El dictamen reconoció que el veto de Fox era pertinente en cuanto a las funciones del Consejo nacional de fomento del libro y la lectura y las modificó, “para garantizar que ese órgano no desempeñe funciones que únicamente competen a la autoridad responsable y para delimitar con claridad el sentido propositivo de sus pronunciamientos”. Y también atendió otras observaciones referidas a asuntos de forma, con el propósito de “conferirle a este cuerpo normativo una estructura congruente con la relevancia del tema”.
Pero las cámaras se mantuvieron firmes en establecer el precio único, un elemento central de la Ley. Conforme al Artículo 22, todo editor o importador de libros fijará el precio de sus ejemplares, que regirá en toda la república y estará registrado en el Consejo nacional mencionado. El precio puede ser menor (nunca mayor) después de dieciocho meses de su edición o importación. El dictamen había acogido la idea original de que el plazo se extendiera a tres años, pero en el debate senatorial fue reducido a la mitad, lo que en algo deterioró el propósito de dicha medida, el precio único.
Según el veto presidencial el precio único era contrario a la libre competencia y por lo tanto al interés de los consumidores, y al mismo tiempo que degeneraba en una práctica monopólica relativa, prohibida por la legislación. El dictamen senatorial refutó esa idea que consideraba la existencia de un mercado perfecto, con datos de la realidad, que muestran la necesidad de atajar las distorsiones en el mercado librero en beneficio de los consumidores.
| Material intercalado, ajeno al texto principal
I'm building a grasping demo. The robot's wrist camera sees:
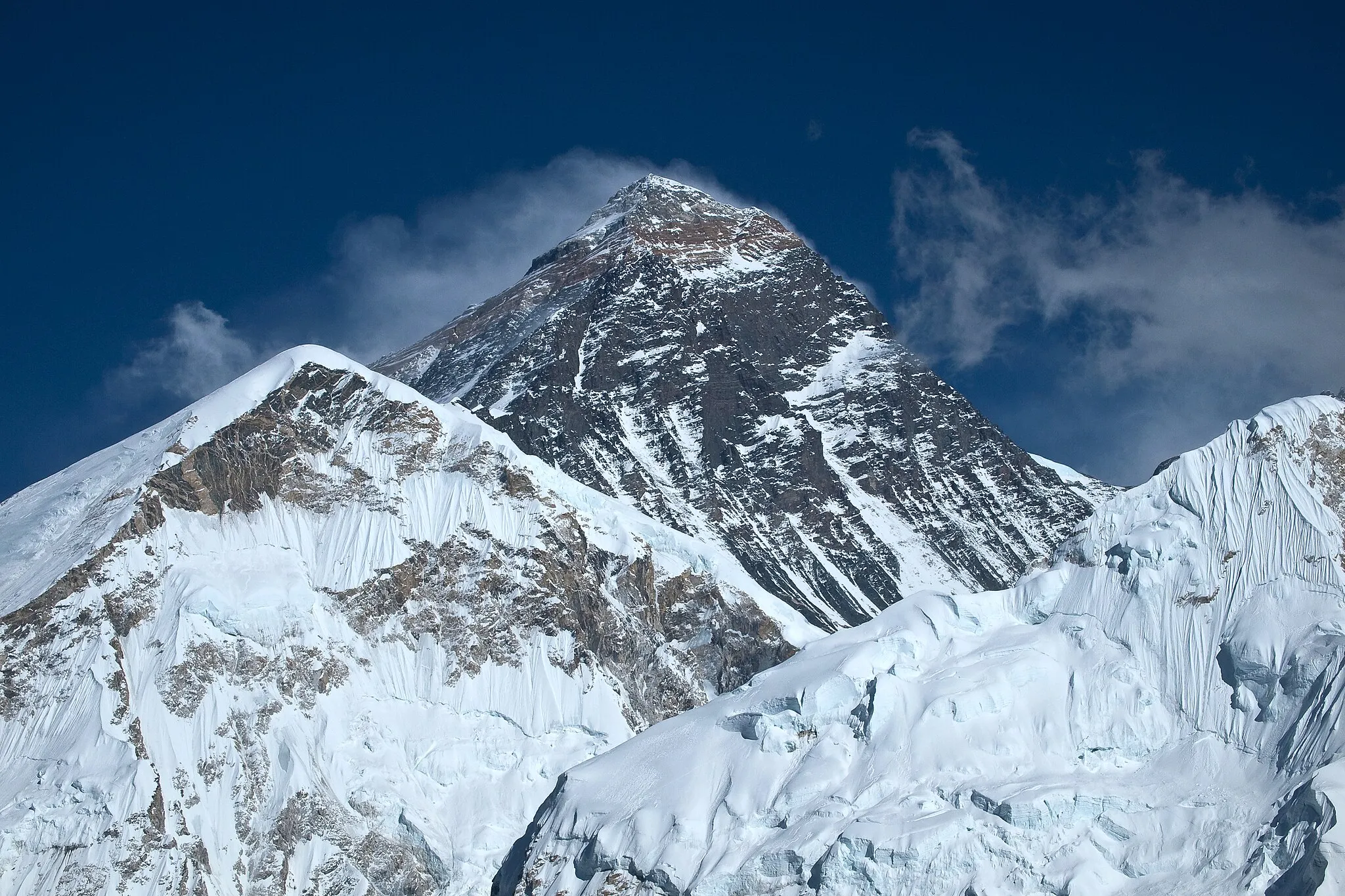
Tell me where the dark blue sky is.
[0,3,1345,494]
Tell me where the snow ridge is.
[375,176,1113,630]
[500,396,1345,896]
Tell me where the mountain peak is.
[529,175,805,274]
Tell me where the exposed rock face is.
[0,348,808,896]
[375,176,1110,629]
[496,396,1345,896]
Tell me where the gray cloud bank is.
[893,132,1345,482]
[105,140,1345,492]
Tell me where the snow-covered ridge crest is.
[498,396,1345,896]
[0,347,816,896]
[375,177,1114,630]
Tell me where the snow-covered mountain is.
[374,176,1114,629]
[0,347,820,896]
[498,396,1345,896]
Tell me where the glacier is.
[496,396,1345,896]
[0,347,820,896]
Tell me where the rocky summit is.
[374,176,1113,630]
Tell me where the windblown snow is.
[0,347,815,895]
[503,398,1345,896]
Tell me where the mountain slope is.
[0,347,814,895]
[498,398,1345,896]
[375,176,1111,629]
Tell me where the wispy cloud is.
[104,302,261,403]
[893,132,1345,481]
[313,149,742,360]
[105,149,749,403]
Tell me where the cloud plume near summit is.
[893,131,1345,481]
[105,149,751,411]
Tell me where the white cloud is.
[105,302,261,400]
[893,132,1345,481]
[105,149,751,403]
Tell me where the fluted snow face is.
[507,398,1345,896]
[375,177,1114,629]
[0,347,812,895]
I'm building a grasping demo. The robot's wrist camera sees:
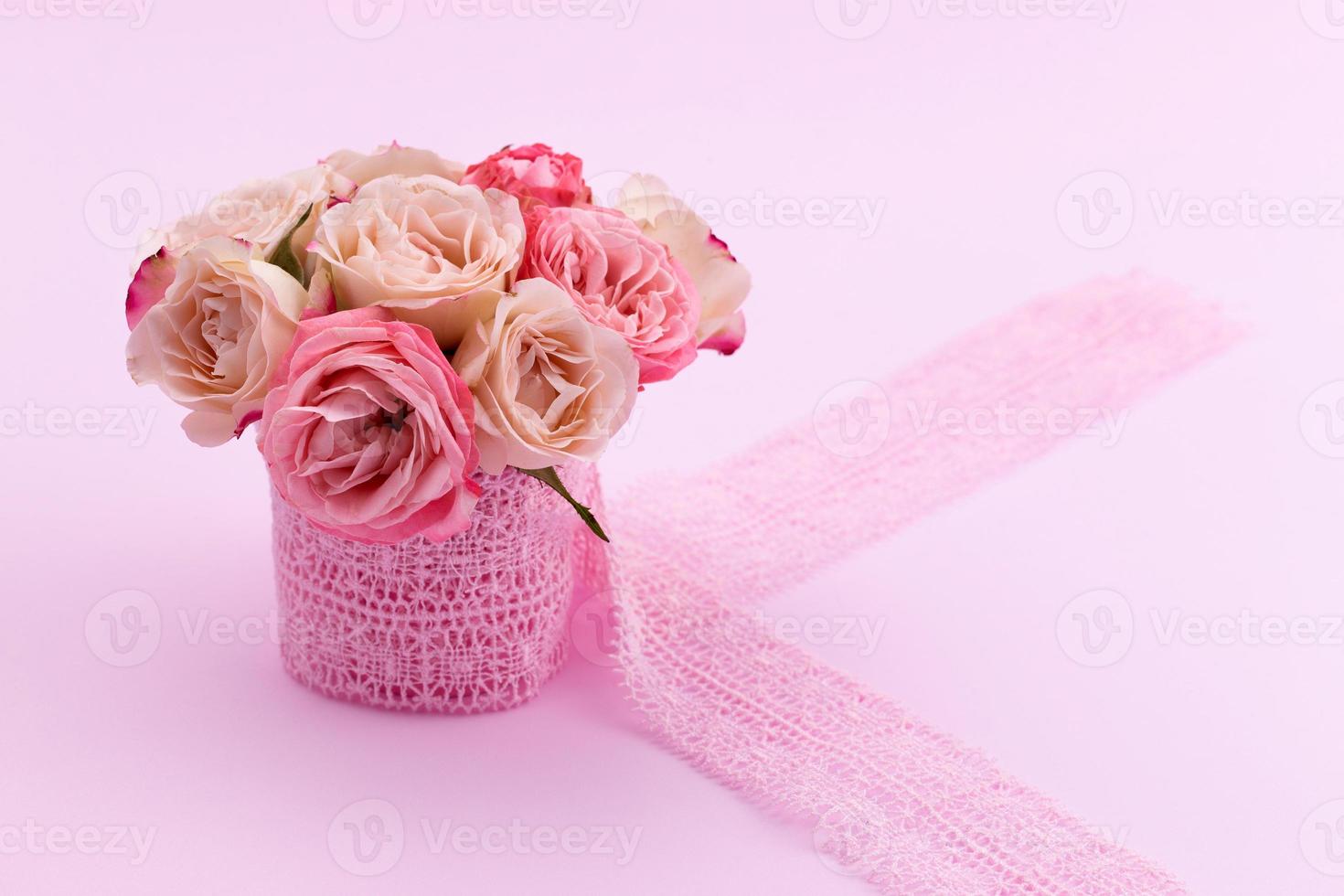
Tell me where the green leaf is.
[514,466,612,544]
[268,206,314,289]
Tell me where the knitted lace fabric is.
[589,277,1239,896]
[264,277,1238,896]
[272,464,597,712]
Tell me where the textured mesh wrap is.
[264,277,1238,896]
[272,464,597,712]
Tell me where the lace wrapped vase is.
[272,464,600,712]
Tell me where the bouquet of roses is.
[126,144,750,544]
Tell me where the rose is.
[613,175,752,355]
[154,165,355,270]
[311,175,524,347]
[126,237,308,446]
[463,144,592,211]
[323,140,466,186]
[258,307,480,544]
[518,207,700,383]
[453,280,640,473]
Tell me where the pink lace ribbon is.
[590,277,1238,896]
[275,277,1238,896]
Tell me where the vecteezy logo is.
[1298,0,1344,40]
[1297,799,1344,877]
[85,171,163,249]
[1055,589,1135,669]
[85,591,163,669]
[1055,171,1135,249]
[812,380,891,459]
[326,799,406,877]
[812,0,891,40]
[326,0,406,40]
[1298,380,1344,458]
[570,591,617,669]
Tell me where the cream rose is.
[126,237,308,446]
[453,280,640,475]
[323,140,466,186]
[311,175,524,347]
[151,165,355,263]
[613,175,752,355]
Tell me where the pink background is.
[0,0,1344,895]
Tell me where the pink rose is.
[518,207,700,384]
[126,237,309,446]
[311,175,524,347]
[463,144,592,211]
[258,307,480,544]
[613,175,752,355]
[321,140,465,187]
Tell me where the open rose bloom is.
[125,143,750,712]
[126,143,750,544]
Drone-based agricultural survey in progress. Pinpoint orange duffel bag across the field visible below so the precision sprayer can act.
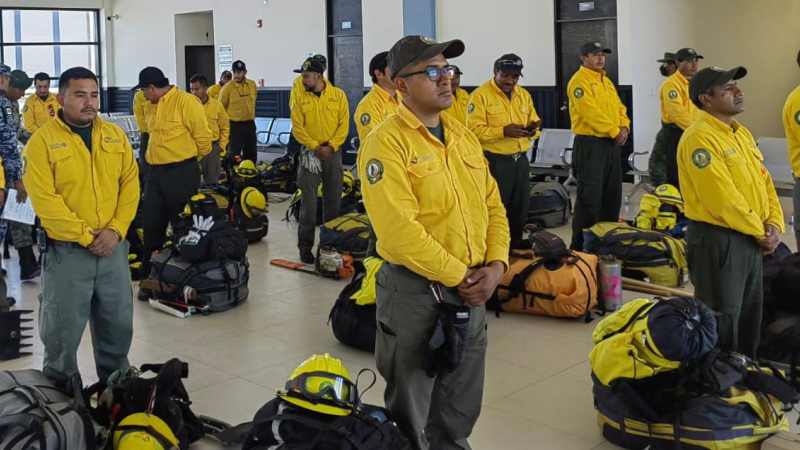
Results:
[493,252,598,322]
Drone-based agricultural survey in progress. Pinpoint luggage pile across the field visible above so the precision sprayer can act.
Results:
[583,222,688,287]
[139,192,250,318]
[589,298,800,450]
[488,231,598,321]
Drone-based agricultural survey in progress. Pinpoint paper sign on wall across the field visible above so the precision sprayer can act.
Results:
[217,44,233,72]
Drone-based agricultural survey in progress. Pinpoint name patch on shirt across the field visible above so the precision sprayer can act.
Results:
[692,148,711,169]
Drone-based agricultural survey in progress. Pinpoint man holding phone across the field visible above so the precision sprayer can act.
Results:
[467,53,542,248]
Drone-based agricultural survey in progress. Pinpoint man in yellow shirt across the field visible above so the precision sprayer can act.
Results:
[189,75,231,184]
[292,58,350,264]
[567,42,631,250]
[22,72,61,138]
[358,36,509,450]
[445,65,469,125]
[219,61,258,163]
[783,52,800,248]
[678,67,784,357]
[23,67,139,384]
[649,48,703,190]
[467,53,542,248]
[137,67,212,265]
[354,52,400,142]
[208,70,233,99]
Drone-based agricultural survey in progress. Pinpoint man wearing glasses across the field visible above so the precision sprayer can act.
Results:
[567,42,631,250]
[467,53,542,248]
[358,36,509,450]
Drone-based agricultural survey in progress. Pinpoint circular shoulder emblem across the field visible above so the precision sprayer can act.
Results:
[692,148,711,169]
[367,159,383,184]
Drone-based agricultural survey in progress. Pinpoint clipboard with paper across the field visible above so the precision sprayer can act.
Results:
[0,189,36,225]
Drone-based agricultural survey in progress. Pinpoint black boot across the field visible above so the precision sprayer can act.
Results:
[17,246,42,281]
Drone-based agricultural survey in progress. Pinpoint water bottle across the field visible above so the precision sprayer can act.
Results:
[600,255,622,311]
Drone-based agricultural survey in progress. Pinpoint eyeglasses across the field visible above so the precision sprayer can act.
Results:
[398,66,456,81]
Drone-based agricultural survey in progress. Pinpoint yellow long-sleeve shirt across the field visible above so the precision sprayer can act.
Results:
[146,86,211,166]
[292,83,350,151]
[206,83,222,99]
[358,106,510,286]
[353,84,400,142]
[467,80,541,155]
[133,90,156,133]
[444,88,469,125]
[783,86,800,178]
[22,94,61,134]
[22,112,139,247]
[678,111,784,238]
[219,79,258,122]
[203,97,231,150]
[567,66,631,139]
[661,71,698,130]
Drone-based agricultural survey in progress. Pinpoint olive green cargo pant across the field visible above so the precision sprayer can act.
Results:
[375,263,486,450]
[39,241,133,382]
[686,222,764,357]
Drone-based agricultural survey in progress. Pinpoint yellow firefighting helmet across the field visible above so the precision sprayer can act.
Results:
[655,184,683,212]
[278,353,358,416]
[114,413,179,450]
[239,187,267,219]
[236,159,258,178]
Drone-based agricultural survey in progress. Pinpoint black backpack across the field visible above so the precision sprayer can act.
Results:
[0,370,97,450]
[84,358,205,450]
[328,263,377,353]
[242,398,411,450]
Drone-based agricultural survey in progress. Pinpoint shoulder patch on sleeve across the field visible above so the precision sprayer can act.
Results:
[692,148,711,169]
[366,159,383,184]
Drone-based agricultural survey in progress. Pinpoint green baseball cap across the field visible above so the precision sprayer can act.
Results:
[389,36,464,77]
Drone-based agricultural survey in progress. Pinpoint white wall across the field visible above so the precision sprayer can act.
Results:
[106,0,324,87]
[361,0,403,86]
[694,0,800,137]
[617,0,702,151]
[434,0,556,86]
[175,11,216,89]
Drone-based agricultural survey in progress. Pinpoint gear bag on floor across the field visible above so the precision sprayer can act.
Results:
[0,370,97,450]
[583,222,688,287]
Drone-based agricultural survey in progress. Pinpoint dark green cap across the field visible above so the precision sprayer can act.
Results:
[9,70,33,91]
[689,66,747,107]
[389,36,464,78]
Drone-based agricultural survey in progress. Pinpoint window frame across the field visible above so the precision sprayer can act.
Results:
[0,6,103,86]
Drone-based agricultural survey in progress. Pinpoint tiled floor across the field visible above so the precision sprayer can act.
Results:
[0,188,795,450]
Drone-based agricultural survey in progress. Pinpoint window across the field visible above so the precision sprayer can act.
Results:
[0,8,102,90]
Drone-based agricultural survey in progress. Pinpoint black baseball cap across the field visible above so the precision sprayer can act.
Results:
[494,53,523,73]
[9,69,33,91]
[389,35,464,78]
[133,66,169,89]
[689,66,747,107]
[581,41,611,56]
[294,56,325,73]
[675,48,703,61]
[656,52,675,64]
[369,52,389,76]
[231,59,247,72]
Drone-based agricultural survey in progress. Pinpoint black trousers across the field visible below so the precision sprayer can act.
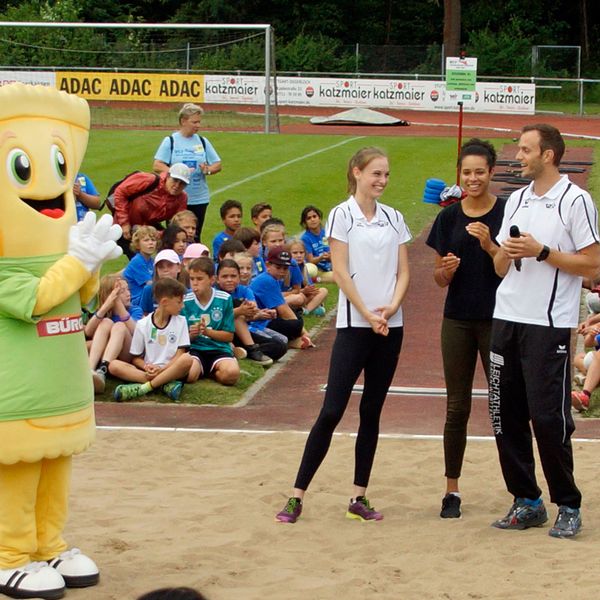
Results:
[489,319,581,508]
[294,327,403,490]
[442,318,492,479]
[187,202,210,243]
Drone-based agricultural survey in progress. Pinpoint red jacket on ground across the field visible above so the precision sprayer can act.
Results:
[114,172,187,231]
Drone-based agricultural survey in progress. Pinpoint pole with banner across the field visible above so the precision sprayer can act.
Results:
[446,53,477,185]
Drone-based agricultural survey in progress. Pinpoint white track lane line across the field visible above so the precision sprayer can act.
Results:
[210,135,365,196]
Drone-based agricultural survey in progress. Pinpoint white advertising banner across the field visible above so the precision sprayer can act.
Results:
[204,75,535,114]
[0,71,56,87]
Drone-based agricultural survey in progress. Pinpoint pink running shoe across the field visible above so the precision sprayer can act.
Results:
[346,496,383,521]
[275,498,302,523]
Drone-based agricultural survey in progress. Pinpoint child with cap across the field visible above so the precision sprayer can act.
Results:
[140,249,181,315]
[213,200,242,257]
[183,257,240,385]
[123,225,158,304]
[108,277,200,402]
[250,246,313,348]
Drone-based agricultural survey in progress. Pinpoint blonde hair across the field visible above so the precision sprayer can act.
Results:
[177,102,204,125]
[286,238,306,254]
[347,146,387,194]
[260,223,285,246]
[98,273,127,317]
[170,210,198,227]
[131,225,158,252]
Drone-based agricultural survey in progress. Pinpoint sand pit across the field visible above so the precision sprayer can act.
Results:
[66,430,600,600]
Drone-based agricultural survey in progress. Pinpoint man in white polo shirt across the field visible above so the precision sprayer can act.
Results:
[489,124,600,537]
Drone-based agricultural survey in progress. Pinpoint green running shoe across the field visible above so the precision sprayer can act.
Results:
[161,381,183,402]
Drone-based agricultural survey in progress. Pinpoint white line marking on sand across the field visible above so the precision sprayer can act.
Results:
[96,425,600,444]
[210,135,365,196]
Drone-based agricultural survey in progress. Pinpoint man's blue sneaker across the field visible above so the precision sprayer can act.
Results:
[548,506,582,538]
[492,498,548,529]
[275,498,302,523]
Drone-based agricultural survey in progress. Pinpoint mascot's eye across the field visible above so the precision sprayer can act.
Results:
[50,144,67,183]
[6,148,31,187]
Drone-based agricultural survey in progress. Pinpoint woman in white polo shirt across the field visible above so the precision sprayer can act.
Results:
[276,148,411,523]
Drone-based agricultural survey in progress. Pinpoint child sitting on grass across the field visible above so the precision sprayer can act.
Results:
[217,258,287,367]
[233,227,266,276]
[250,202,273,234]
[182,257,240,385]
[233,252,254,286]
[288,240,329,317]
[108,277,200,402]
[169,210,198,244]
[300,204,333,282]
[213,200,242,257]
[140,249,185,315]
[123,225,158,304]
[261,219,307,315]
[250,246,314,349]
[159,220,188,261]
[84,273,144,394]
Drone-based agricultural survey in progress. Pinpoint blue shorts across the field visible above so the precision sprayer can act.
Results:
[190,348,236,377]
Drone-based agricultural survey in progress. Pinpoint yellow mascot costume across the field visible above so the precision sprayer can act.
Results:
[0,83,121,599]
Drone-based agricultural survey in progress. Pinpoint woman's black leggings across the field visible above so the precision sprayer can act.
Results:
[294,327,403,490]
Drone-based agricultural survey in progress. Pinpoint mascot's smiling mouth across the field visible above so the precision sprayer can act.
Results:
[21,194,65,219]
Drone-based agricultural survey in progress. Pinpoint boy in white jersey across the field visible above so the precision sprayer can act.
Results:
[108,277,200,402]
[183,257,240,385]
[489,124,600,538]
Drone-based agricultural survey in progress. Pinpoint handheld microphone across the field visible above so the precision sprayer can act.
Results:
[509,225,523,271]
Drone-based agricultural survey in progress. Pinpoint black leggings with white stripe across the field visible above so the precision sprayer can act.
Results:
[294,327,403,490]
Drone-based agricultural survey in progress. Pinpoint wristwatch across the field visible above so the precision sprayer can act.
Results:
[535,245,550,262]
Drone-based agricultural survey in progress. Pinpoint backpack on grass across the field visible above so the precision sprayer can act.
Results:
[104,171,160,215]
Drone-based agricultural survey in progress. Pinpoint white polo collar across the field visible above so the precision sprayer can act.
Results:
[348,195,382,223]
[527,175,570,200]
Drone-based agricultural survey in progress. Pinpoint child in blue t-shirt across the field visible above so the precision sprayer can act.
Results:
[213,200,242,257]
[233,227,267,277]
[288,240,329,317]
[159,223,188,262]
[300,204,333,282]
[140,249,187,315]
[217,258,287,360]
[250,246,314,348]
[182,257,240,385]
[123,225,158,305]
[262,223,307,314]
[84,273,144,394]
[73,173,102,221]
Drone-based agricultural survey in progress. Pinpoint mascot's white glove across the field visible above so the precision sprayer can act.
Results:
[67,211,123,273]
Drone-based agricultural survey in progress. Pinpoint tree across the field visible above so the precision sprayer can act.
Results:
[444,0,461,56]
Hasta ahora, los editores establecen diferentes precios “dependiendo de las condiciones de negociación con el distribuidor o el punto de venta; hay en el país poco más de 50 establecimientos de las Librerías de Cristal, y el sistema de librerías Educal alcanza 90 sitios. En ambos casos, su capacidad de negociación es relativa frente a las tiendas de autoservicio o departamentales que, bajo distintas firmas, cuentan con más de tres mil puntos de venta, donde el libro no es el producto que mayores márgenes de utilidad genera.
Sin embargo, prácticas de discriminación de precios, o incluso depredatorias de los mismos y la obtención de beneficios especiales por las ventas a consignación, favorecen el encarecimiento de títulos en regiones enteras del país, el cierre de puntos de venta o la imposibilidad de abrir nuevas librerías…”.
Al presentar el dictamen senatorial, anteayer, Elizondo recordó que el asunto ocupó a legisladores e integrantes de la comunidad editorial e intelectual, que coincidieron en este logro. Así fue. Enhorabuena por ello.